Is there any reason to add constexpr to class's methods if class hasn't any constexpr constructor? Maybe compiler can do some optimizations in this case?
Yes, one obvious case is when the class is an aggregate class. Aggregate initialization doesn't call any constructor, but can still be used in constant expression evaluation.
Even if the class is not an aggregate class, you can still call a constexpr member function in constant expression evaluation if the member function doesn't access any state of the class instance.

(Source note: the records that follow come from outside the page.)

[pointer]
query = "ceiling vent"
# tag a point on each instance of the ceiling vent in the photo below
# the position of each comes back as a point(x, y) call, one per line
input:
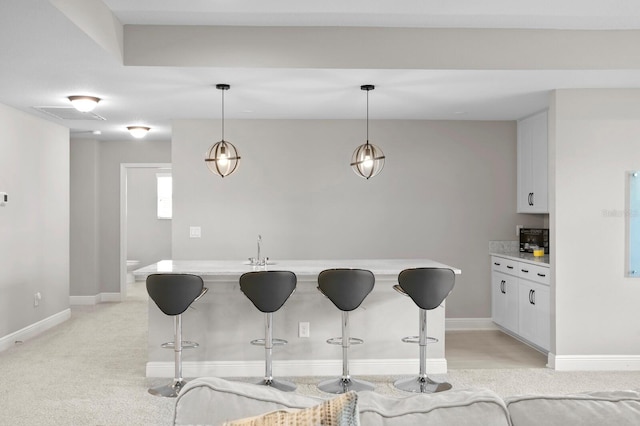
point(69, 113)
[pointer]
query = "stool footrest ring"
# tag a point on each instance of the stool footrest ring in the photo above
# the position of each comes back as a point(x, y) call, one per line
point(185, 345)
point(416, 339)
point(276, 342)
point(338, 341)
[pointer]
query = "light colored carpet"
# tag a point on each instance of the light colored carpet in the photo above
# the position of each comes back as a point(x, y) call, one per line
point(91, 371)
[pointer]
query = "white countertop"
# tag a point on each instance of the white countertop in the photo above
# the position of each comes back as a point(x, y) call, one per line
point(523, 257)
point(235, 268)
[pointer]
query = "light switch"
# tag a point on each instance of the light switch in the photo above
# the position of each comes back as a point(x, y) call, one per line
point(194, 232)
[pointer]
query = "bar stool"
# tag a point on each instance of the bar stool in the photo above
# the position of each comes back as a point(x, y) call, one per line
point(268, 291)
point(347, 289)
point(428, 287)
point(174, 294)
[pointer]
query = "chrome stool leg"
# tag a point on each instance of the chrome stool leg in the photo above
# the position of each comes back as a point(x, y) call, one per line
point(422, 383)
point(268, 380)
point(172, 390)
point(345, 383)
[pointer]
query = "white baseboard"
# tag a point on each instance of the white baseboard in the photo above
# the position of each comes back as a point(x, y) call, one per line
point(296, 368)
point(594, 362)
point(94, 300)
point(33, 330)
point(451, 324)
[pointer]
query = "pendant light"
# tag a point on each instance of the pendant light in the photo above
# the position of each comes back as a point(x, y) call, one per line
point(222, 158)
point(367, 160)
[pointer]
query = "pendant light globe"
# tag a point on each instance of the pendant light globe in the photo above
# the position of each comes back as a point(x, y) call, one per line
point(222, 158)
point(368, 159)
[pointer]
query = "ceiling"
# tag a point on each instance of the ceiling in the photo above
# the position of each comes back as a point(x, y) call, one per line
point(44, 58)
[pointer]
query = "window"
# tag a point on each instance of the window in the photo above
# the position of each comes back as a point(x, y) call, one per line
point(632, 214)
point(165, 195)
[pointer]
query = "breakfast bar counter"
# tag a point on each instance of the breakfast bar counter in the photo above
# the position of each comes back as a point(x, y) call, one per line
point(224, 321)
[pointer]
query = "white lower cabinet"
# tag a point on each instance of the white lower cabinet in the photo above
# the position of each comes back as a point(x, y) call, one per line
point(521, 300)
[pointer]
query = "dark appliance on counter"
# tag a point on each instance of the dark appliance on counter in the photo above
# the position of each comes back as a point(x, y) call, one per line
point(531, 238)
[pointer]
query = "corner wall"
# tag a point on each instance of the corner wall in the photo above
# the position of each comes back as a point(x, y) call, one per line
point(34, 225)
point(594, 144)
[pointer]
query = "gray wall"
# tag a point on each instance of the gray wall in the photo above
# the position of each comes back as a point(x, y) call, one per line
point(447, 189)
point(84, 249)
point(594, 142)
point(148, 238)
point(103, 194)
point(34, 225)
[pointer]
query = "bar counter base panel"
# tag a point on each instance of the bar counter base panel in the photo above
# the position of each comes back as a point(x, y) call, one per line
point(295, 368)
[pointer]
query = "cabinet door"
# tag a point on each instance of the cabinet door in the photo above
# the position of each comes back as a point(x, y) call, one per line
point(497, 299)
point(526, 311)
point(532, 196)
point(504, 301)
point(525, 165)
point(543, 304)
point(533, 313)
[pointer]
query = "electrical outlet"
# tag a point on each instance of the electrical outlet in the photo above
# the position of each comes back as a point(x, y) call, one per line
point(304, 329)
point(195, 232)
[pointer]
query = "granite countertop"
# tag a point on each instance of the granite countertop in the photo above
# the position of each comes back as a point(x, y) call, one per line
point(522, 257)
point(235, 268)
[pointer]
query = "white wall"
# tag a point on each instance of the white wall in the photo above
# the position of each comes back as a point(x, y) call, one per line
point(34, 225)
point(148, 238)
point(103, 192)
point(447, 189)
point(594, 142)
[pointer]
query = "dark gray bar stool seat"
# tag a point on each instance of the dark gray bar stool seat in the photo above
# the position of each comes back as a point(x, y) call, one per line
point(347, 289)
point(268, 291)
point(428, 288)
point(174, 294)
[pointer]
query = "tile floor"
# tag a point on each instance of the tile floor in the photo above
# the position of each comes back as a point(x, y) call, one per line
point(489, 349)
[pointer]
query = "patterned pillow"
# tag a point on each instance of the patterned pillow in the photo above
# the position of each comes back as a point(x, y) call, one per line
point(340, 411)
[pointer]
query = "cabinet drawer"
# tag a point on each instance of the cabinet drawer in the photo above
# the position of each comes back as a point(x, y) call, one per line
point(539, 274)
point(504, 265)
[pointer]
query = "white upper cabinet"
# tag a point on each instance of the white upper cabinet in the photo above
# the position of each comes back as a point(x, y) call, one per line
point(532, 164)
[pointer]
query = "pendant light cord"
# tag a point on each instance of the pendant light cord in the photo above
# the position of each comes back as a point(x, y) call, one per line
point(223, 115)
point(367, 117)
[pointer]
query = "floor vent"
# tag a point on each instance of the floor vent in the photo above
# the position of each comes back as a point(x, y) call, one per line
point(69, 113)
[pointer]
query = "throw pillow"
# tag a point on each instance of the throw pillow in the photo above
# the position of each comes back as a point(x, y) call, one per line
point(340, 411)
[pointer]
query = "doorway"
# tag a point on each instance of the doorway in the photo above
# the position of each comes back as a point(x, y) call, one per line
point(145, 235)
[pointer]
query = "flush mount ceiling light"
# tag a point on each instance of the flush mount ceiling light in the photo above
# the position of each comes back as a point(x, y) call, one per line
point(84, 103)
point(222, 158)
point(367, 160)
point(138, 131)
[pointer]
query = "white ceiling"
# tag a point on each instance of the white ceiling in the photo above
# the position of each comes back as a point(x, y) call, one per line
point(44, 58)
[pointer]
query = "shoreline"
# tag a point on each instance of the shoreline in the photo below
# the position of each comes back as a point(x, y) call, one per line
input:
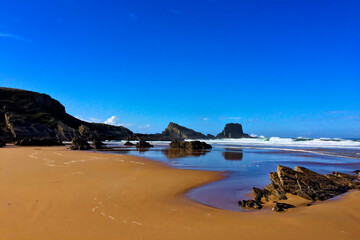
point(51, 193)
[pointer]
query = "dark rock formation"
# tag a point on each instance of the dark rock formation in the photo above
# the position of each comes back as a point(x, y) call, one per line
point(281, 207)
point(26, 114)
point(175, 131)
point(193, 145)
point(172, 132)
point(209, 136)
point(143, 144)
point(181, 153)
point(306, 184)
point(38, 142)
point(97, 144)
point(260, 193)
point(80, 144)
point(128, 143)
point(250, 204)
point(232, 130)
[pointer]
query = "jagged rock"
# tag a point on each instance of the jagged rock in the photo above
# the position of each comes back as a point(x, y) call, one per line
point(26, 114)
point(80, 144)
point(97, 144)
point(232, 130)
point(181, 153)
point(175, 131)
point(209, 136)
point(192, 145)
point(128, 143)
point(38, 142)
point(306, 184)
point(281, 207)
point(143, 144)
point(260, 193)
point(250, 204)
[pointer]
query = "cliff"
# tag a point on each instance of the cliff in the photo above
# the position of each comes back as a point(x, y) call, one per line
point(34, 115)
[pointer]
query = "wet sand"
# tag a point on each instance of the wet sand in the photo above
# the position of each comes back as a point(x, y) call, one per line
point(54, 193)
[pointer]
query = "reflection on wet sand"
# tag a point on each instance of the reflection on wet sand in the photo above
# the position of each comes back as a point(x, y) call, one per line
point(233, 156)
point(178, 153)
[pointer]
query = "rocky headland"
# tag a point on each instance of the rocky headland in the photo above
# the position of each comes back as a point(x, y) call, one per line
point(36, 116)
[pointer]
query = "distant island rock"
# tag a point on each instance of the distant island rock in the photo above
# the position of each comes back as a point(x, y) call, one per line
point(173, 132)
point(232, 130)
point(31, 115)
point(191, 145)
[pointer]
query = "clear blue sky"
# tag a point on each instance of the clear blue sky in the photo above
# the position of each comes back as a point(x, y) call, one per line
point(281, 68)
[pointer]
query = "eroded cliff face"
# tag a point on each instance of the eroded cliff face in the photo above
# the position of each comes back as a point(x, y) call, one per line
point(26, 114)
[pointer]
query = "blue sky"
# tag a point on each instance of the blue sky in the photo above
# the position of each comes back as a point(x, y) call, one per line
point(281, 68)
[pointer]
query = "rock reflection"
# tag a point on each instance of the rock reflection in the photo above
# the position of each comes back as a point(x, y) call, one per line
point(233, 156)
point(178, 153)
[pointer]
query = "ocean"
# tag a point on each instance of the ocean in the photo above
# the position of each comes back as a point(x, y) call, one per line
point(246, 162)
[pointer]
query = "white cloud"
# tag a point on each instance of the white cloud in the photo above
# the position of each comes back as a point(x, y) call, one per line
point(9, 35)
point(114, 120)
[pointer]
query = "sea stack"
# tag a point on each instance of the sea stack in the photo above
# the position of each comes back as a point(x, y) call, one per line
point(232, 130)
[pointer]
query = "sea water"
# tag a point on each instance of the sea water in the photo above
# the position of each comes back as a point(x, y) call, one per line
point(246, 163)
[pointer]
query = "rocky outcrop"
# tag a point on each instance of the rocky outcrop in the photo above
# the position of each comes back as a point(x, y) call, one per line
point(182, 153)
point(175, 131)
point(172, 132)
point(128, 143)
point(193, 145)
point(26, 114)
point(143, 144)
point(209, 136)
point(38, 142)
point(282, 207)
point(250, 204)
point(304, 183)
point(232, 130)
point(80, 144)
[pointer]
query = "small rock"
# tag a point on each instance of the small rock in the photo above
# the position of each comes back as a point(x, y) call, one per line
point(281, 207)
point(98, 144)
point(80, 144)
point(260, 193)
point(250, 204)
point(2, 143)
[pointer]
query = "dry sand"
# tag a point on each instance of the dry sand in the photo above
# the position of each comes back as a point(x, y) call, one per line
point(53, 193)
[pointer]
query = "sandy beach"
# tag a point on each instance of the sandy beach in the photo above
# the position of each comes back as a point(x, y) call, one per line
point(55, 193)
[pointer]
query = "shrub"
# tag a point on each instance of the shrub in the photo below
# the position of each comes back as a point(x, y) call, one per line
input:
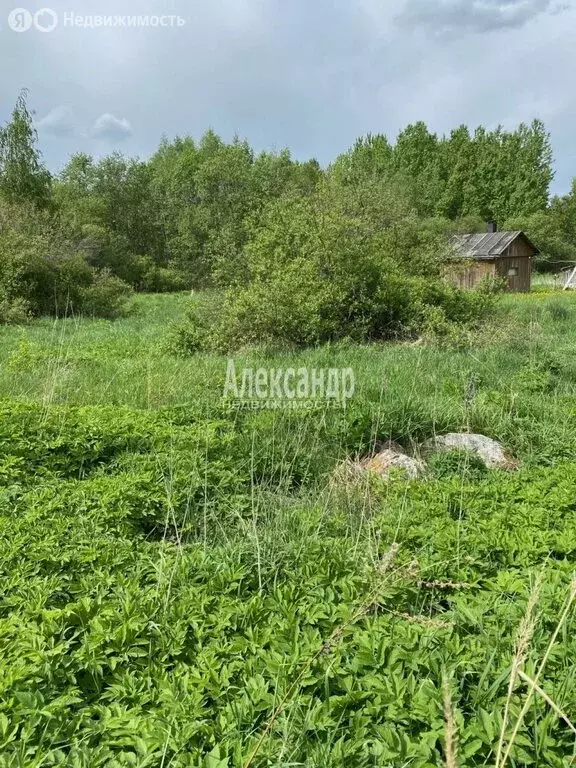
point(105, 296)
point(336, 266)
point(43, 273)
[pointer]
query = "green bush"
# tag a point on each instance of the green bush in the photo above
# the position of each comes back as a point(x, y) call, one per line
point(43, 273)
point(336, 266)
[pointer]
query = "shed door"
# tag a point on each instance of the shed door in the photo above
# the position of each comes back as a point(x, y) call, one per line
point(516, 272)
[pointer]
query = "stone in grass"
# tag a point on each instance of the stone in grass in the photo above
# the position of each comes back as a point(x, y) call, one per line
point(490, 451)
point(390, 461)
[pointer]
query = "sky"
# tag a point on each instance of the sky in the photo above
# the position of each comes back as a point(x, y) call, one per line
point(310, 75)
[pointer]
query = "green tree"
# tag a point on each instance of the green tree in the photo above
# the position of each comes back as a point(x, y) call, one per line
point(23, 176)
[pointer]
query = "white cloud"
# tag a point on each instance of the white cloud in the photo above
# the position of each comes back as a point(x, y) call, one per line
point(58, 122)
point(111, 128)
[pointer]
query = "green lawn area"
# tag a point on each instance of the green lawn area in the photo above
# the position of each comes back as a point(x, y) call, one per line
point(185, 584)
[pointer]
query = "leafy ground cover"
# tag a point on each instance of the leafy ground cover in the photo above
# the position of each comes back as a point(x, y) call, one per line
point(186, 584)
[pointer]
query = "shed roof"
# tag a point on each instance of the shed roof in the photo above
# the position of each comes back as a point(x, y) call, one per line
point(488, 245)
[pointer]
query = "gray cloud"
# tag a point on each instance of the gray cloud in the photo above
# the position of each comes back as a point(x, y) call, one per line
point(58, 122)
point(308, 76)
point(449, 17)
point(111, 128)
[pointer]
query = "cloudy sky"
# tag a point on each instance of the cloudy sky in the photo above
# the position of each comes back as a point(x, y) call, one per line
point(311, 75)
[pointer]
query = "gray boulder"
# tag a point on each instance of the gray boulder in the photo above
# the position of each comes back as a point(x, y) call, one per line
point(490, 451)
point(390, 461)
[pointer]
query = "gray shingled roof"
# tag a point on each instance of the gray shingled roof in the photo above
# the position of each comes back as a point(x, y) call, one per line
point(485, 246)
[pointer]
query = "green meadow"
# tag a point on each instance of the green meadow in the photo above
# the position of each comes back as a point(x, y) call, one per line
point(186, 583)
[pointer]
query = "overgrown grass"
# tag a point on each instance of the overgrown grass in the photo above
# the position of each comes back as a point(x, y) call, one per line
point(186, 584)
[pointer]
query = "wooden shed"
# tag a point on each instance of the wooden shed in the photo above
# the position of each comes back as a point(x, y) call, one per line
point(493, 254)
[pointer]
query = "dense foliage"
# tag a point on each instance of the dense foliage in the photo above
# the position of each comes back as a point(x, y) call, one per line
point(199, 214)
point(176, 572)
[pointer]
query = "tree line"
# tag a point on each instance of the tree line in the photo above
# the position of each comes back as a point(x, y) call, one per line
point(195, 213)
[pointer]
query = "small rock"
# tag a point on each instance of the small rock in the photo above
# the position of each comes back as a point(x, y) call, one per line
point(490, 451)
point(388, 461)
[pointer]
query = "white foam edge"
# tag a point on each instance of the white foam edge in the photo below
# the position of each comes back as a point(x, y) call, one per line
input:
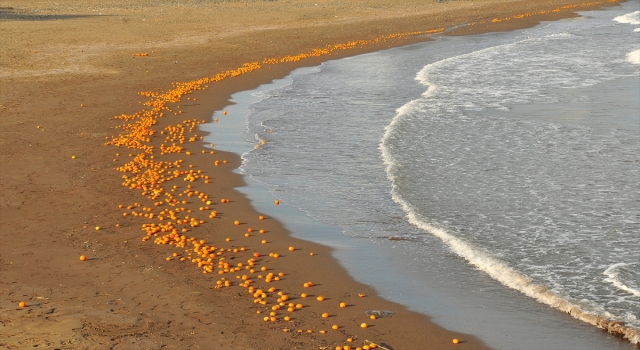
point(629, 18)
point(634, 57)
point(484, 261)
point(612, 277)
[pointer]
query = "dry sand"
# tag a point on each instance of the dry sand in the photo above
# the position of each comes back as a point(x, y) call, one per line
point(68, 67)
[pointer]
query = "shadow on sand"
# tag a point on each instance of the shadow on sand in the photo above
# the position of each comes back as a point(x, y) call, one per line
point(12, 14)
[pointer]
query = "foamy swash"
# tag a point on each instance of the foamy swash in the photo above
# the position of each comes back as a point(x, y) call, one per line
point(618, 275)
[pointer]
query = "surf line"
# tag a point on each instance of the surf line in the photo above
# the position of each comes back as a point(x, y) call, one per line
point(476, 256)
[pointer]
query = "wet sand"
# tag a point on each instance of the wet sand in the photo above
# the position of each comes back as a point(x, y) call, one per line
point(68, 68)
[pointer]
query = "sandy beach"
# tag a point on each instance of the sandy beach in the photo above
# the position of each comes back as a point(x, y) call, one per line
point(101, 157)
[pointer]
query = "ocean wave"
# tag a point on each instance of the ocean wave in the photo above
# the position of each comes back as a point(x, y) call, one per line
point(614, 277)
point(485, 261)
point(634, 57)
point(630, 18)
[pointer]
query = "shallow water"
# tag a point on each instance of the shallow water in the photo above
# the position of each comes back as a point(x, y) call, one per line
point(443, 171)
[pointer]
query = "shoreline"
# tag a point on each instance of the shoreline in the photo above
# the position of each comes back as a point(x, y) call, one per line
point(149, 326)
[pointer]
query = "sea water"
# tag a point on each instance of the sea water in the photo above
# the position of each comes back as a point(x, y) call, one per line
point(444, 171)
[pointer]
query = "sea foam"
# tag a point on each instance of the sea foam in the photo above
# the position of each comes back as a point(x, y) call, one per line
point(630, 18)
point(634, 57)
point(485, 261)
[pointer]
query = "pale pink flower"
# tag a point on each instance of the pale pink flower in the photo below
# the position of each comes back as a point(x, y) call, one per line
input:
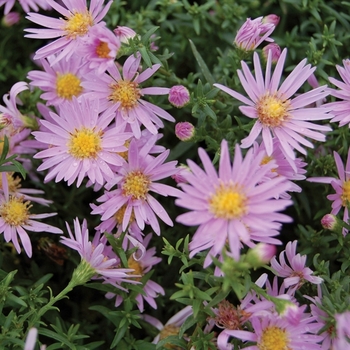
point(275, 111)
point(97, 254)
point(230, 205)
point(136, 180)
point(142, 265)
point(297, 273)
point(70, 29)
point(16, 219)
point(125, 95)
point(80, 144)
point(341, 198)
point(59, 81)
point(100, 48)
point(184, 131)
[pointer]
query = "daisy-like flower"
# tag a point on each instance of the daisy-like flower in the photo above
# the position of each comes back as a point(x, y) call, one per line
point(272, 332)
point(341, 198)
point(60, 81)
point(95, 254)
point(296, 274)
point(70, 29)
point(124, 93)
point(231, 204)
point(135, 181)
point(340, 109)
point(100, 48)
point(80, 144)
point(16, 219)
point(142, 266)
point(26, 5)
point(275, 111)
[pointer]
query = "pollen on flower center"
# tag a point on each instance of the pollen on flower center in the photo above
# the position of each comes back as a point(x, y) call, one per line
point(78, 24)
point(274, 338)
point(15, 212)
point(136, 184)
point(126, 92)
point(138, 269)
point(345, 197)
point(272, 111)
point(228, 202)
point(85, 143)
point(102, 50)
point(68, 85)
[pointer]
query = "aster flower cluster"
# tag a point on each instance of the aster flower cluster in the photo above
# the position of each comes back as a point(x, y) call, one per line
point(101, 118)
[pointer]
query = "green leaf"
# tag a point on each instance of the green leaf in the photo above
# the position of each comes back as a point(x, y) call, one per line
point(202, 65)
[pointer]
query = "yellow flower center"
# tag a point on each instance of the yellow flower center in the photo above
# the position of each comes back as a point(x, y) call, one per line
point(138, 269)
point(167, 331)
point(68, 85)
point(274, 338)
point(15, 212)
point(136, 184)
point(102, 50)
point(272, 110)
point(119, 215)
point(85, 143)
point(126, 92)
point(13, 183)
point(78, 24)
point(228, 202)
point(230, 317)
point(345, 197)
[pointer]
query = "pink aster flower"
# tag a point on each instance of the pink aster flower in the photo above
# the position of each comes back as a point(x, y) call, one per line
point(100, 48)
point(341, 197)
point(70, 29)
point(80, 144)
point(96, 254)
point(10, 117)
point(26, 5)
point(273, 332)
point(142, 265)
point(124, 93)
point(60, 81)
point(340, 109)
point(16, 219)
point(135, 181)
point(230, 204)
point(253, 33)
point(296, 274)
point(275, 111)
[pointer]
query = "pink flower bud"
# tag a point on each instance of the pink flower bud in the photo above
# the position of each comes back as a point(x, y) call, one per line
point(275, 52)
point(273, 19)
point(179, 96)
point(184, 131)
point(10, 19)
point(329, 222)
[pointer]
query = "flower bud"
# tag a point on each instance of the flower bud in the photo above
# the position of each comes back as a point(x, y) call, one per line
point(272, 19)
point(179, 96)
point(275, 52)
point(184, 131)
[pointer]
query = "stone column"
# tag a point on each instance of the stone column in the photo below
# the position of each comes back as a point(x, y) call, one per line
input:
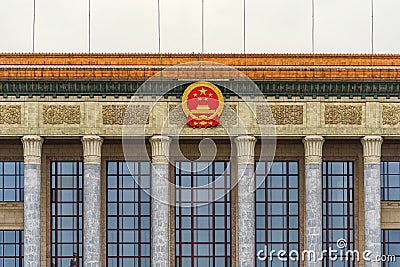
point(91, 200)
point(246, 200)
point(160, 199)
point(372, 196)
point(313, 160)
point(32, 175)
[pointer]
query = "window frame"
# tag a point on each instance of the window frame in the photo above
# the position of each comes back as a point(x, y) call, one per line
point(118, 215)
point(19, 181)
point(228, 217)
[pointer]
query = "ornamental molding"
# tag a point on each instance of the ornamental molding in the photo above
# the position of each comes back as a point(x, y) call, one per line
point(313, 149)
point(160, 149)
point(125, 114)
point(391, 115)
point(92, 149)
point(343, 114)
point(245, 145)
point(280, 114)
point(372, 149)
point(10, 114)
point(32, 146)
point(61, 114)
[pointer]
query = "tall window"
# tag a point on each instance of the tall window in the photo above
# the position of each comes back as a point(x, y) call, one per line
point(202, 224)
point(277, 210)
point(66, 213)
point(11, 248)
point(391, 246)
point(338, 209)
point(11, 181)
point(128, 214)
point(390, 180)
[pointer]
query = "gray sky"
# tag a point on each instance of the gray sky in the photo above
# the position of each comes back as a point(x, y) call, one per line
point(273, 26)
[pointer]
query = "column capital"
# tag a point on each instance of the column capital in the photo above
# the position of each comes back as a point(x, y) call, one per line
point(245, 145)
point(92, 149)
point(160, 149)
point(372, 149)
point(313, 149)
point(32, 145)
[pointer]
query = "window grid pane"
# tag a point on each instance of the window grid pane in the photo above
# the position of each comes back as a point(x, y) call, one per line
point(11, 248)
point(390, 181)
point(11, 181)
point(66, 213)
point(128, 214)
point(277, 210)
point(391, 246)
point(203, 225)
point(338, 208)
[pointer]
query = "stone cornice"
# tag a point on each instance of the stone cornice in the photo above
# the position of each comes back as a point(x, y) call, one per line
point(92, 149)
point(32, 145)
point(313, 149)
point(245, 145)
point(160, 149)
point(98, 87)
point(372, 149)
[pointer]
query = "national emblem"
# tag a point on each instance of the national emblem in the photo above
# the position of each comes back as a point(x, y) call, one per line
point(202, 103)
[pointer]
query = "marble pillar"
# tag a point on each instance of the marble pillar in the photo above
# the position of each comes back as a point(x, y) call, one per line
point(246, 200)
point(313, 174)
point(32, 175)
point(160, 198)
point(372, 196)
point(91, 200)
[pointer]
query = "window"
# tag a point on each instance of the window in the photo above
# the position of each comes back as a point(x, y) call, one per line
point(128, 214)
point(11, 248)
point(277, 210)
point(66, 213)
point(11, 181)
point(337, 209)
point(203, 223)
point(390, 180)
point(391, 246)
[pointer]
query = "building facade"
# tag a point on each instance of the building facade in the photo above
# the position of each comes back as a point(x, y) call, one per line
point(99, 167)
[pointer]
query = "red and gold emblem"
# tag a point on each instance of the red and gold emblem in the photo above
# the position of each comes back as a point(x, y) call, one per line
point(202, 103)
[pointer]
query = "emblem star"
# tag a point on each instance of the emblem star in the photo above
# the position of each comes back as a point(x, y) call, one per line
point(203, 91)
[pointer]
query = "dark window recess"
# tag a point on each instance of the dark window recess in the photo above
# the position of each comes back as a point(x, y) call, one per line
point(391, 246)
point(66, 213)
point(203, 224)
point(277, 210)
point(128, 214)
point(338, 210)
point(11, 248)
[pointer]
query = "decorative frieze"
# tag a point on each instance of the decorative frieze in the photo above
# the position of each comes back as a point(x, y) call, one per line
point(125, 115)
point(229, 116)
point(391, 114)
point(280, 114)
point(61, 114)
point(176, 115)
point(343, 114)
point(10, 114)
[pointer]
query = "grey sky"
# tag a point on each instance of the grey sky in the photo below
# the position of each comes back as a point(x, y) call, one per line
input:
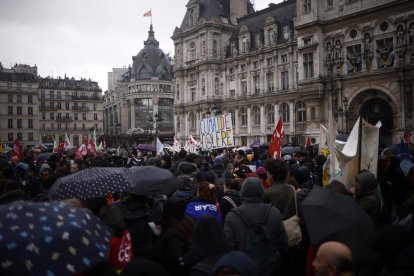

This is obviously the case for static member functions, but can also apply to non-static member functions.
For example, the following is valid:
struct A {
int i;
// The only usable constructor is the default constructor,
// which is not `constexpr`.
// The class is also not an aggregate class because of these declarations.
A() : i(0) {}
A(const A&) = delete;
constexpr int getZero() {
// return i; would be IFNDR
return 0;
}
};
int main() {
A a;
constexpr int x = a.getZero();
}
You must be careful though, because if it is completely impossible to call the member function as subexpression of any constant expression, then marking it constexpr anyway makes the program ill-formed, no diagnostic required (IFNDR). In other words the compiler may refuse to compile such a program.
Also, how often such a situation comes up and the constant evaluation use case is intended (especially for non-static member functions), is a different question.